Patients Have Many Options Medical Marijuana Friendly States!
Patients can meet with a pharmacist of the dispensary to help determine the best product or products for the patient. An individual’s doctor has no say in the type of medical marijuana that the patient ultimately chooses; it’s up to the patient. The laws vary from state to state on the types of medicinal marijuana allowed for use in each state. For example, dry leaves are not allowed to be smoked in some states; however, they may be used in a vaporizer. There are also many, many different strains of marijuana to choose from. Research and studies have concluded that Cannabidiol (CBD), a cannabinoid found in cannabis, helps reduce the withdrawal symptoms and cravings for individuals who are addicted to opioids. CBD has many other healing properties. Delta-9-tetrahydrocannabinol (THC) is the substance in marijuana that has mind- altering effects that make users high. There is high THC/ low CBD, equal THC / CBD, and low THC / high CBD. There are several ways for patients to take medical marijuana: smoke dry leaves, consume a pill or liquid, inhale a vaporized spray, bake the substance into foods, inhale dry leaves in a vaporizer, sublingual liquid tincture, topical lotions, and suppositories.
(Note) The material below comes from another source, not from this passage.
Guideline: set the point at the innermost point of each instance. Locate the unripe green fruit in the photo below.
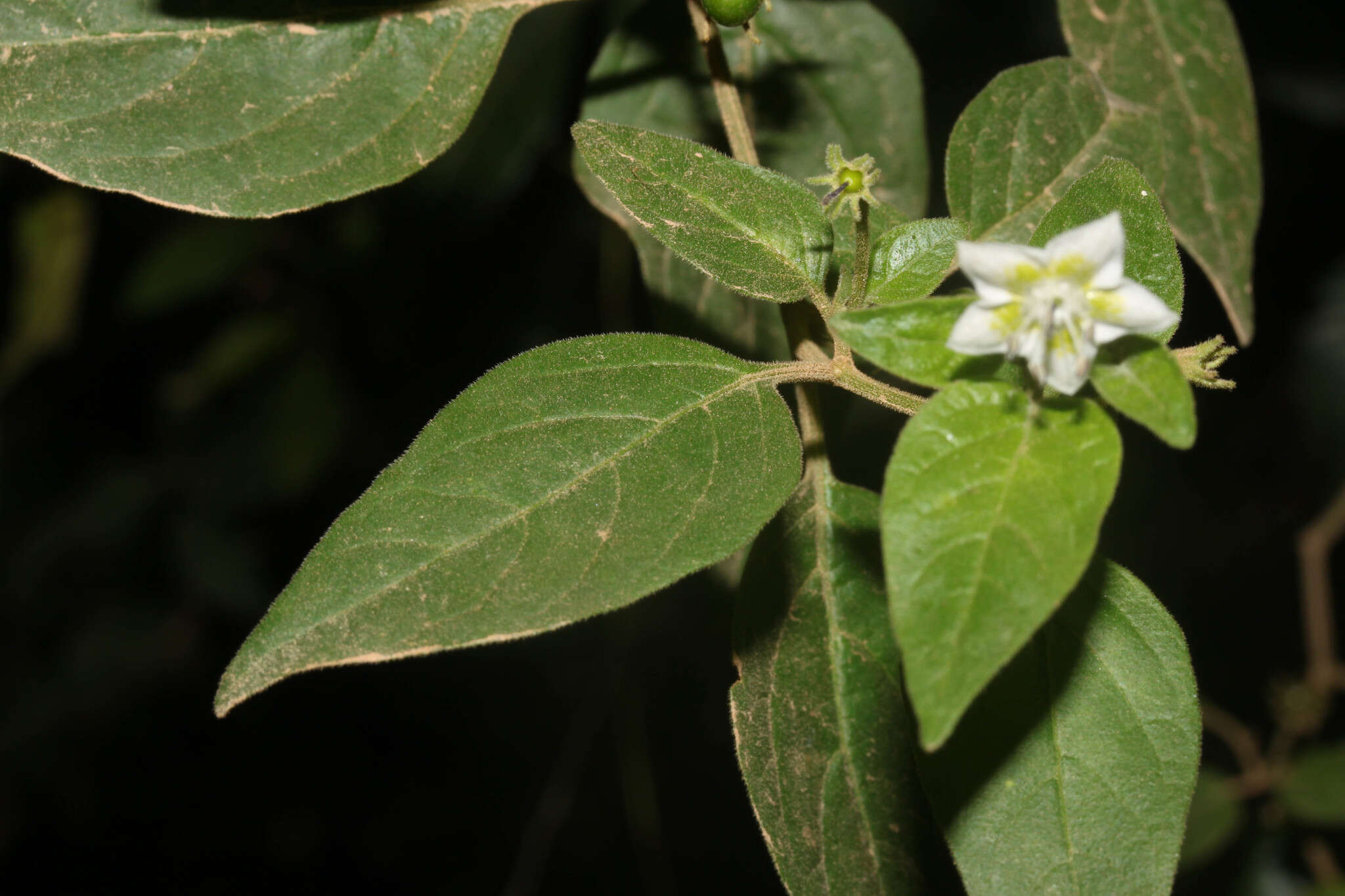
(731, 12)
Opioid Medications are on the Decline!
The government has set guidelines for pain-management doctors, limiting the number of milligrams of opioids that can be prescribed per patient each month and the number of refills for opioid medications. Federal law-enforcement agencies have cracked down on physicians who prescribe opioid medications who are constantly prescribing large amounts of opioid medications above government standards. Many pain-management doctors around the country are no longer prescribing opioid medications for chronic pain and related illnesses. Instead, these providers are recommending medicinal marijuana to their patients as an alternative. The problem is that medical marijuana does not provide pain relief for all patients; the results vary.
New Laws are Needed
Many patients on fixed incomes report that the cost of medical marijuana is very expensive, depending on the dispensary and the state. Insurance companies do not pay for medical marijuana. These individuals on fixed incomes and those with severe chronic pain are finding it very difficult to find pain-management doctors who are willing to provide continuing medication management with opioid medications. We can only hope that federal laws will be passed in the near future that will make medicinal marijuana legal in all states, so that insurance can cover the cost. When this happens, it will help thousands of people who are suffering today. We can only hope that the President and the Congress can have a bipartisan effort to pass these new laws soon.